A proposed bill to shift the tax collection system to a consumption-based tax instead of the current income-based system would harm the municipal bond market, Montgomery County, Md., finance director Timothy Firestine told President Bushs tax reform panel this week.
Firestine who is also debt committee chair on financial policies for the Government Finance Officers Association said that a switch such as the one to a 23% national sales tax proposed by Rep. John Linder, R-Ga., would remove the tax advantage of tax-exempt bonds and increase state and local governments financial burdens.
Linder in January reintroduced legislation to repeal all federal income taxes, capital gains taxes, and gift and estate taxes. The congressman had introduced a similar measure in early 2004.

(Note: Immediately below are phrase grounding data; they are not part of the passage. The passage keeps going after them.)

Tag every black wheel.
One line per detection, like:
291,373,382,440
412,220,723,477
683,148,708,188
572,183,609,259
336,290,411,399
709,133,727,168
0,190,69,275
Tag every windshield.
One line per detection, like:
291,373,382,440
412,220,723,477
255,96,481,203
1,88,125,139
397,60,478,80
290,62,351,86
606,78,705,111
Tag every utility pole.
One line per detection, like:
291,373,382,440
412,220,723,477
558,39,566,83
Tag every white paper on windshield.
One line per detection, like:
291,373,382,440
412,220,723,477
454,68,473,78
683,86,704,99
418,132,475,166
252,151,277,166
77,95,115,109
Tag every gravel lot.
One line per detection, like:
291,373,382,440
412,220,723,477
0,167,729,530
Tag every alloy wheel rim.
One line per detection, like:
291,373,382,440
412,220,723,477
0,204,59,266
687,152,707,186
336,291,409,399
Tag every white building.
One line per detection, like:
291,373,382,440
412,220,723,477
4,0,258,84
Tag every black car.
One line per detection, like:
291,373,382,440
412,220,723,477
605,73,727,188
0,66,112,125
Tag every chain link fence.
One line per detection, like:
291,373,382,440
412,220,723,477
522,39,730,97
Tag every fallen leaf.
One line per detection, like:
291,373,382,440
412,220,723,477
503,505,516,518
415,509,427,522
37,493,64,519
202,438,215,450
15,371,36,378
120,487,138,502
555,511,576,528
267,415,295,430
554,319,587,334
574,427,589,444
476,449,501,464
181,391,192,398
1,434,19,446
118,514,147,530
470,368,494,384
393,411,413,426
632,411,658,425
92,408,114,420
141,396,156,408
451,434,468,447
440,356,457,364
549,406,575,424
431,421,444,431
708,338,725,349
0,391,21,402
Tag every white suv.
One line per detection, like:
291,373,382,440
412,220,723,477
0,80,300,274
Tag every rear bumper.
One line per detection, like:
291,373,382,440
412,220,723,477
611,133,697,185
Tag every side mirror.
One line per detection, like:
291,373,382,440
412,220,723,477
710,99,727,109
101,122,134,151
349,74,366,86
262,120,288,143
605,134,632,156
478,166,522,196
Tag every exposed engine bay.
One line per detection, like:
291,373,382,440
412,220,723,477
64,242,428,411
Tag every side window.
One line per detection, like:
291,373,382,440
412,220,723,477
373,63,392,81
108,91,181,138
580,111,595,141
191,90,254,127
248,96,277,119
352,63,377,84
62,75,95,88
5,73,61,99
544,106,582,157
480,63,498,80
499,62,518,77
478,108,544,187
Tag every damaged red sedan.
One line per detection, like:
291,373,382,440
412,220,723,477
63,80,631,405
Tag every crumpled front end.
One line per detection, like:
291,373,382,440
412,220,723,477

If the federal income tax is eliminated and the exemption for municipal bonds is withdrawn, this would in effect force state and local governments to issue the equivalent of taxable bonds, Firestine said in a presentation to the panel. The costs associated with this change would be significant.
He added, If all investment income becomes tax-free, demand for tax-exempt bonds will decrease, causing an increase in debt issuance costs.
With nearly $2 trillion in tax-exempt bonds currently outstanding, the tax-exempt nature of the bonds makes them attractive in the marketplace and ensures a ready demand for these instruments, Firestine said. At a time when federal aid is decreasing and bond issuance is at an all time high in order to meet infrastructure and services needs for our citizens, the federal government should do everything possible to make the tax-exempt bond market efficient and avoid changes that would increase debt issuance costs.
The panels simplification and reform efforts should focus instead on issues that would make the bond market work more efficiently, such as arbitrage rebate relief, bank deductibility, and raising the small-issuer exemption to $25 million from $10 million.
Bush appointed the bipartisan panel in January to reform the tax code. The panel is expected to submit recommendations on tax simplification and other reform measures to Treasury Secretary John W. Snow by July 31.